Inequality once again rears its ugly head in national exams


Kenyan children completed the Kenya Certificate for Primary Education (KCPE) exams last week even as various counties were plagued by security and humanitarian concerns.

In Baringo, we were first told that the insecurity was caused by cattle rustling, which would be stopped immediately. However, what we have seen on television points to a much more serious situation. We saw images of women and children fleeing their homes, taking whatever they could.

These children fleeing for their lives also had to pass the exams. Even if the authorities were able to find alternative test centers for them, were they in the right frame of mind to take the tests?

In the northeastern counties, drought has forced people to move from place to place in search of water and pasture. This movement disrupted the children’s learning. Even if the children were able to pass the exams, it is unlikely that they had learned enough or were in the right frame of mind to perform well.

In some places in Kwale and other coastal counties, children study under trees with minimal learning materials and no chairs or desks.

In the sprawling slums of Nairobi, children go to bed hungry, yet they too have to pass the same exams. To all of these cases, add additional vulnerability due to gender discrimination and disability, and you begin to get a sense of the impossible distance some children have to travel to escape the cycle of extreme poverty.


Kenya has the dubious distinction of being one of the most unequal societies in the world.

A report by Oxfam showed that fewer than 10,000 super-rich Kenyans own more wealth than the rest of us combined.

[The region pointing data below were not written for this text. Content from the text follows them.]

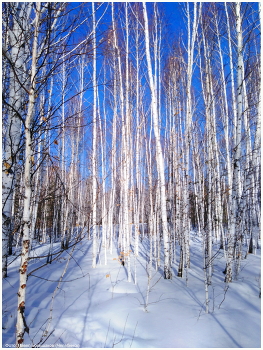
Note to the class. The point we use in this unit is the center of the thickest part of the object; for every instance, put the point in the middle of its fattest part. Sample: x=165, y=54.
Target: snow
x=99, y=308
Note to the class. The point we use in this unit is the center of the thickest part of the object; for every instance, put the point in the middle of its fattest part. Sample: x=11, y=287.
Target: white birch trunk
x=94, y=144
x=159, y=154
x=21, y=326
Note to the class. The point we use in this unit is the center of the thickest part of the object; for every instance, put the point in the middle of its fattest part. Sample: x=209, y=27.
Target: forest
x=131, y=164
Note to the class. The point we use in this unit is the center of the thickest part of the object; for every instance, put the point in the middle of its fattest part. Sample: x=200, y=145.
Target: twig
x=226, y=289
x=133, y=334
x=107, y=335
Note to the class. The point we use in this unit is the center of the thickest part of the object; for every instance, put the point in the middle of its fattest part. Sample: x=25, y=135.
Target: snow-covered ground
x=98, y=308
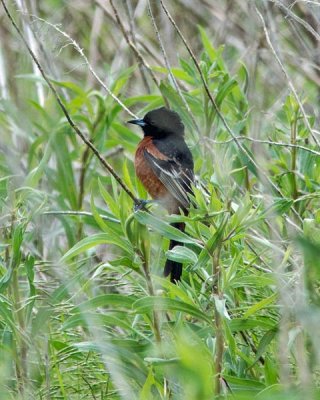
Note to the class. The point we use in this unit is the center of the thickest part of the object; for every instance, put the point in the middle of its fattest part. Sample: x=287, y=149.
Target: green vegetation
x=84, y=310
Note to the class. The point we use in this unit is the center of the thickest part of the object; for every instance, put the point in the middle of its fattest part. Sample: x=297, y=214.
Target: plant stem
x=216, y=272
x=294, y=156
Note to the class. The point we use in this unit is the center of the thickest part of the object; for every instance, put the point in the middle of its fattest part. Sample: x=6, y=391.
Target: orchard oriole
x=164, y=165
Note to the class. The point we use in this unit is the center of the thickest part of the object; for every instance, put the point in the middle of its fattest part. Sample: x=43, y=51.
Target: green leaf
x=163, y=228
x=182, y=254
x=155, y=303
x=261, y=304
x=95, y=240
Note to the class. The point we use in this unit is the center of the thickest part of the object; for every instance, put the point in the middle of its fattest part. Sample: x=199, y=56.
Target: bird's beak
x=139, y=122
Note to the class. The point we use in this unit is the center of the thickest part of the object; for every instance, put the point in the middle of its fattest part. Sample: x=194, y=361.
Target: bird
x=164, y=164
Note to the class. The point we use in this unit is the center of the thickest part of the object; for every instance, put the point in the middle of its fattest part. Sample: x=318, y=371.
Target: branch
x=166, y=60
x=77, y=130
x=268, y=142
x=216, y=108
x=293, y=90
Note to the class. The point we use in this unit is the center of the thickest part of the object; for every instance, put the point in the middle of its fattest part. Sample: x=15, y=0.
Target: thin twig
x=216, y=108
x=166, y=60
x=77, y=130
x=268, y=142
x=86, y=61
x=130, y=15
x=292, y=88
x=131, y=44
x=80, y=214
x=301, y=21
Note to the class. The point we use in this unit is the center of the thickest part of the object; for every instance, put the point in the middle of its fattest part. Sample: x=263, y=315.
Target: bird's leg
x=143, y=203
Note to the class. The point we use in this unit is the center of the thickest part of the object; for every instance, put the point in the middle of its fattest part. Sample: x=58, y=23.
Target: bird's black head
x=160, y=123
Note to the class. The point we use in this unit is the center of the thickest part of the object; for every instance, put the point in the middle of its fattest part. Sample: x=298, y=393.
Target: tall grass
x=84, y=309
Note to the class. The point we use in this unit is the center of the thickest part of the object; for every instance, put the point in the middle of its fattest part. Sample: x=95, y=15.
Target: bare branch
x=77, y=130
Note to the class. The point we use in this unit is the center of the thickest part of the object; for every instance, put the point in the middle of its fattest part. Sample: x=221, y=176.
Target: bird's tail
x=174, y=268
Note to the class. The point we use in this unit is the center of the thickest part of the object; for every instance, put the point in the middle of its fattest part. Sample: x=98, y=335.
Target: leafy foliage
x=84, y=311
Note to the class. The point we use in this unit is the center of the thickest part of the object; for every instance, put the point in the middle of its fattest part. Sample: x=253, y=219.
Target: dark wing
x=175, y=173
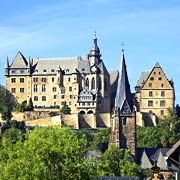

Another study indicated that most wealthy people in Kenya are either politicians or are linked to the political class.

The other day, we learned that the political class had ordered hundreds of helicopters in preparation for the campaigns despite the difficult economic situation.

In other parts of the world, the wealthiest are businessmen, computer innovators or those in the entertainment industry.

In fact, in developed countries, people who leave their jobs to enter politics lose a substantial portion of their income. In Kenya, people get rich when they enter the civil service.

Yes, there is money in politics. The problem is that it is money that should have been spent to ensure that children like those in Baringo can enjoy adequate security in their homes.

This is money that should be spent on securing water in drought-prone areas so children can stay at home.

It is the same money that is supposed to ensure that every child in Kenya learns in an appropriate environment with adequate learning materials.

Corruption therefore perpetuates inequalities.